Batt did most of this work out of his own pocket, which would be ideal for Democrats who are always strapped for money. No matter. Reality dictates that resources must be found – or donated – or the Democratic status quo will continue. The work Batt did for the GOP was hard, time consuming, under the radar organization and planning. It is the type of work that Idaho Democrats have never been very good at doing.
It’s darn hard to begin a comeback without a leader and Idaho Democrats haven’t really had a “face and a name” since Cece Andrus left the stage in 1995. A full-time chairman would provide a focus and a face.
Second, Idaho Democrats must embrace a youth and minority strategy. At the national level, thoughtful GOP strategists realize that unless Republicans find a way to consistently appeal to younger people, Hispanics and African-Americans they will be the minority party forever. No less a big political thinker than Karl Rove knew that the GOP had to make a stronger appeal to Hispanics and he crafted an approach for his boss that did just that in 2004. The one sure demographic that will grow in Idaho over the next decade are folks of Hispanic heritage and new, first time voters. Democrats better get after them.

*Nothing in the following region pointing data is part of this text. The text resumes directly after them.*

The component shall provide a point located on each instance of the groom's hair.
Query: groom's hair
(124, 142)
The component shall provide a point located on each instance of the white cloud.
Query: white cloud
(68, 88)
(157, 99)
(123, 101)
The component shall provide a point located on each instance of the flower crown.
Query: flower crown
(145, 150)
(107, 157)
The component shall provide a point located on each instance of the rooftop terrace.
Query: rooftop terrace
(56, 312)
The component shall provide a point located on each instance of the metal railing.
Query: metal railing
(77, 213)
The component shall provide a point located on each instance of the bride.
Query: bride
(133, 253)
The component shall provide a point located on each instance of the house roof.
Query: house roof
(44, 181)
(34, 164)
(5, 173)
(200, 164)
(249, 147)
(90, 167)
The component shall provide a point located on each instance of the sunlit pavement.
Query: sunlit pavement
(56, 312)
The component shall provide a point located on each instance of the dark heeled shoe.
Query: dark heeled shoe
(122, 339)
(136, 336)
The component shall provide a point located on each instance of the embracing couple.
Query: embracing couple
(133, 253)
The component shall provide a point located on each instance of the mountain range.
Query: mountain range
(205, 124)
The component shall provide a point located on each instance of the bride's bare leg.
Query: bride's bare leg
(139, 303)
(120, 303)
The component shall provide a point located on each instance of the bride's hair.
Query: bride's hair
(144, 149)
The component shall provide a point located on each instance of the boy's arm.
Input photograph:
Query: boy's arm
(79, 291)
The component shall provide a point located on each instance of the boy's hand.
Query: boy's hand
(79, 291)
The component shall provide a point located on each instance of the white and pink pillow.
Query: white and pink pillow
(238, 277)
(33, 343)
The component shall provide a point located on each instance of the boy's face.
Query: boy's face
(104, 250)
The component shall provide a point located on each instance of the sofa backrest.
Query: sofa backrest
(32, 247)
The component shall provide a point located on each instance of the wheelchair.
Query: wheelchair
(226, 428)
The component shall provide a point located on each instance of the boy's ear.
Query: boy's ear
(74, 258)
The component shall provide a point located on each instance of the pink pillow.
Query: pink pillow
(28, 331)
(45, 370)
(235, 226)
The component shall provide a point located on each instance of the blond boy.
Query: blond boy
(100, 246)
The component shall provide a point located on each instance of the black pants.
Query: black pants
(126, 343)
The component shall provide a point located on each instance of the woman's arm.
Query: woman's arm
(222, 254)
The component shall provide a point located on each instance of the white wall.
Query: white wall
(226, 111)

Third, Democrats need to stand for something that has broad appeal. And they have to systematically sell to Idahoans a version that is different – and better – than not just being a Republican. They also need to shun litmus tests. Any appeal must take into account the fundamentally conservative nature of most Idahoans.
The message is about jobs, schools and a place to recreate on the weekend. As governor, Andrus was a champion of all that, but especially education. So was John Evans. Both spoke with conviction about creating a “quality of life” in Idaho that combined jobs, good schools and a conservation ethic built around hunting and fishing. The GOP-dominated legislature has just approved significant cuts in education, at every level, for the second year in a row. I know, we’re in a recession and every state seems to be cutting education, but some day – I hope – the economy will improve. Meantime, what do Democrats really stand for? How do they articulate what a better education system looks like and what it will do for kids, the economy and more and better jobs? Where is the personality? Where is the brand? Without a vision – and a much more compelling message – the party perishes.
Re-building ain’t easy even with Republicans offering up some tempting targets and struggling with their own Tea Party problems. A Democratic resurrection in any of our lifetimes will require the small handful of real leaders in the state party to admit the obvious. What they have been doing clearly isn’t working. A little public soul searching wouldn’t hurt. Maybe the party need to convene a very public discussion about priorities and shortcomings. They need to take some risks and they might start by airing out the corpse.
The first step on any road back is to have a plan – a real plan – that realistically puts one foot in front of another on the long slog back. As they say, the definition of insanity is doing the same thing over and over again and hoping for different results.
For Idaho Democrats, the 2010 election looks a lot like 2008, 2006, 2004, 2002…and the captives don’t seem very restless.